Digital: The Future of Payments

The old adage used to be that “cash is king” but in recent years there have been many steps taken to depose it from its preciously unassailable position. As we’ll see, technology has been at the heart of this switch towards digital, cashless transactions and there have been other factors too. For example, the growth of different cryptocurrencies. Bitcoin is no longer just an appealing investment choice on the cryptocurrency markets, increasingly, it’s being accepted as a payment system in its own right. People are also investing in bitcoins with online trading sites like crypto engine.

This has all been playing out with the decline of cash as a backdrop and there are a number of reasons for this. The first is that having large sums of money in circulation has always been something of a risk: cash can be lost, stolen and even destroyed by accident. It’s also more complex for banks to handle and manage than digital payments.

So, it’s no wonder that it’s the banks themselves that have led the way to urging us towards a more cashless society. They have done this both by encouraging online banking as well, more controversially, of carrying out mass branch closures. The figures are stark. In the last five years a third of all bank branches have closed down, particularly affecting rural areas. Along with this, 400 ATMs are disappearing each year as we head towards a cashless society.

A number of methods of digital payment have stepped in to replace the old cash systems and the use of the debit card is probably the one that most people are familiar with. With the advent of contactless payments this has undoubtedly become the quickest and most convenient way to pay. Cards have also been largely responsible for the proportion of payments made in cash to drop down to just 28% in 2018 compared with 60% a decade earlier.

E-wallets such as Skrill and Neteller have also become increasingly popular methods of payment. These are connected to an individual’s debit, credit or pre-paid account and provide a quick and convenient way to transfer funds.

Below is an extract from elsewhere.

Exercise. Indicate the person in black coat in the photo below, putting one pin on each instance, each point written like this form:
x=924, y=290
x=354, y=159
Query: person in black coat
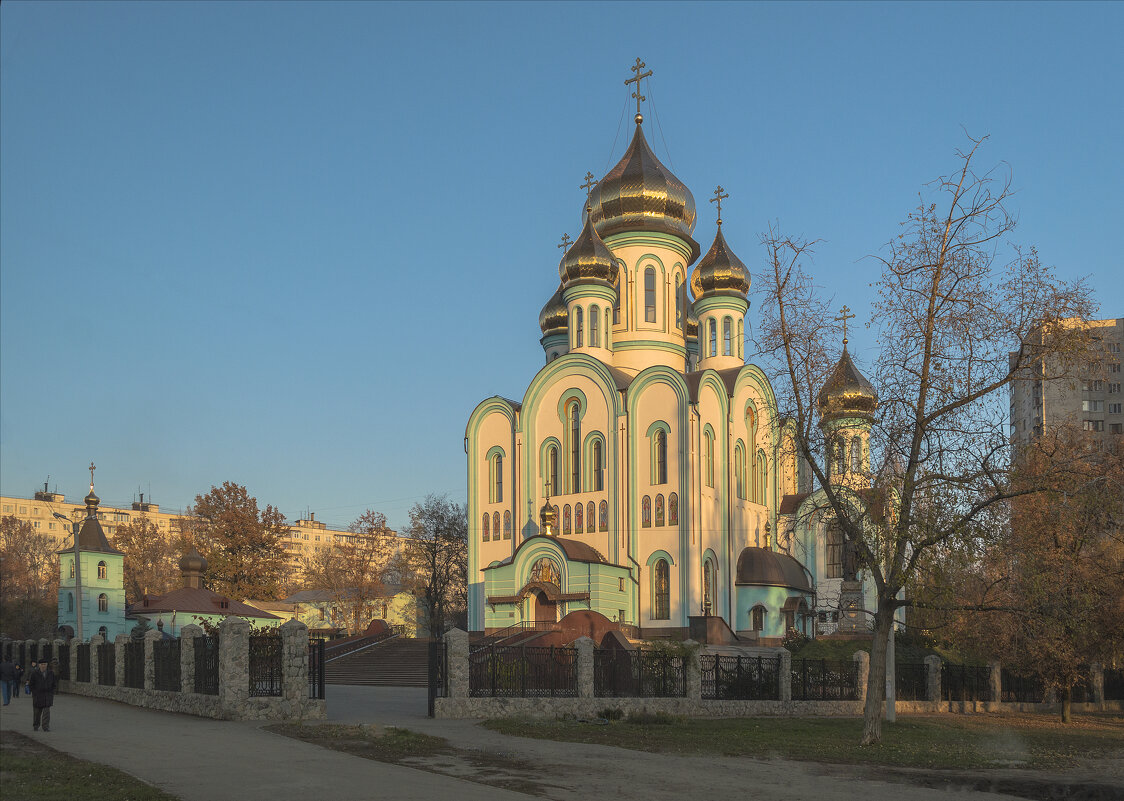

We’ve already touched on cryptocurrencies and, for their evangelists, these are the digital payment method for the future. Designed for fast, 100% secure transactions, they are already being accepted as payment methods by businesses as diverse as Microsoft and Starbucks. So, while their future can’t precisely be predicted at the moment, they are very possibly going to grow in importance in coming years.

Another factor that is continuing to drive the growth of digital transactions is the convergence of technology. Through apps like Apple Pay and Google Pay even the days of the traditional debit or credit cards may be numbered as we use our smartphones instead.

But, for all this talk of a bright new digital future, there are some major issues to be ironed out. The first of these is one of security. We have already seen, all too often, how the digital world has attracted fraudsters of all kinds. So security is of pressing importance and this is why more and more steps of identity verification, for example through biometric data, will surely be required.

There’s also the question of inclusion. For people who have no access to the internet or the necessary technology for digital payments, they risk being left behind.

However, progress will continue to march ahead and, no doubt, solutions will be found and implemented to ensure the continuing success of the digital revolution.